Si, pour nous autres anarchistes français, ces préoccupations spirituelles peuvent éventuellement paraître superficielles (ce qui, à mon sens, serait néanmoins un jugement sévère et trop hâtif), le problème de l’installation de cette compagnie minière est aussi d’ordre sanitaire et écologique. Comme l’explique Irene Bonilla Elvira dans son « Message depuis la Sierra Wixárika », l’extraction de l’argent contenu dans le minerai nécessite l’usage intensif de cyanure qui, à terme, « peut provoquer des difficultés respiratoires, des douleurs coronaires, des vomissements, des altérations du sang, des maux de tête et une hypertrophie de la glande thyroïde ». Elle souligne également le danger que représente la contamination de l’air et des sources d’eau par le plomb et l’arsenic également utilisés dans l’extraction de l’argent. Nous sommes donc réellement face à un problème qui va bien au-delà de celui, déjà primordial, de la survie d’une culture indienne et qui, de fait, concerne aussi bien les Wixaritari que les villageois de Real de Catorce.

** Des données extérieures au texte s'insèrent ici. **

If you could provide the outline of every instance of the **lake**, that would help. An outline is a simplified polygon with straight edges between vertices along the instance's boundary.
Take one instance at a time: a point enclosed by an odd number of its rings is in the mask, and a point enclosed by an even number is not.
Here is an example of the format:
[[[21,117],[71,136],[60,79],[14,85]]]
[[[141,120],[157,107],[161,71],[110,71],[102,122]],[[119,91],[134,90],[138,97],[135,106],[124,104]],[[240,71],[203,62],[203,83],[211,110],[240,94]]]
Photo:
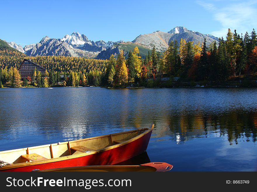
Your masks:
[[[256,98],[254,88],[1,89],[0,151],[154,124],[146,153],[126,163],[256,171]]]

À travers la récente déclaration dite de Wirikuta, les Wixaritari réaffirment leur volonté de défendre « de manière respectueuse et pacifique […] ce qui pour [eux] est l’essence de la vie » et de se battre pour préserver Wirikuta des « concessions minières qui prétendent détruire [leurs] ressources naturelles liées à [leur] façon de vivre ancestrale ». Ils avisent également les habitants de Wirikuta que leur combat « n’est pas dirigé contre leur bien-être familial et économique, et que [leur] cause est celle de la protection de l’écosystème ».
De notre côté, et depuis cette lointaine France, on ne peut qu’espérer l’instauration de rapports fraternels entre les habitants de Real de Catorce et les Wixaritari, rapports qui puissent aboutir à une solution consensuelle répondant aux deux problèmes qui se posent : la misère sociale des uns et la destruction de la culture des autres. Le tout, bien sûr, sans le parasitage de l’État fédéral et de la compagnie minière dont les priorités sont tout sauf sociales et culturelles.






1. « Message depuis la Sierra Wixárika » d’Irene Bonilla Elvira. Article publié sur le site La Voie du jaguar (www.lavoiedujaguar.net).
2. Communiqué du Front pour la défense de Wirikuta « Tamatsima Wa’haa », 4 février 2012.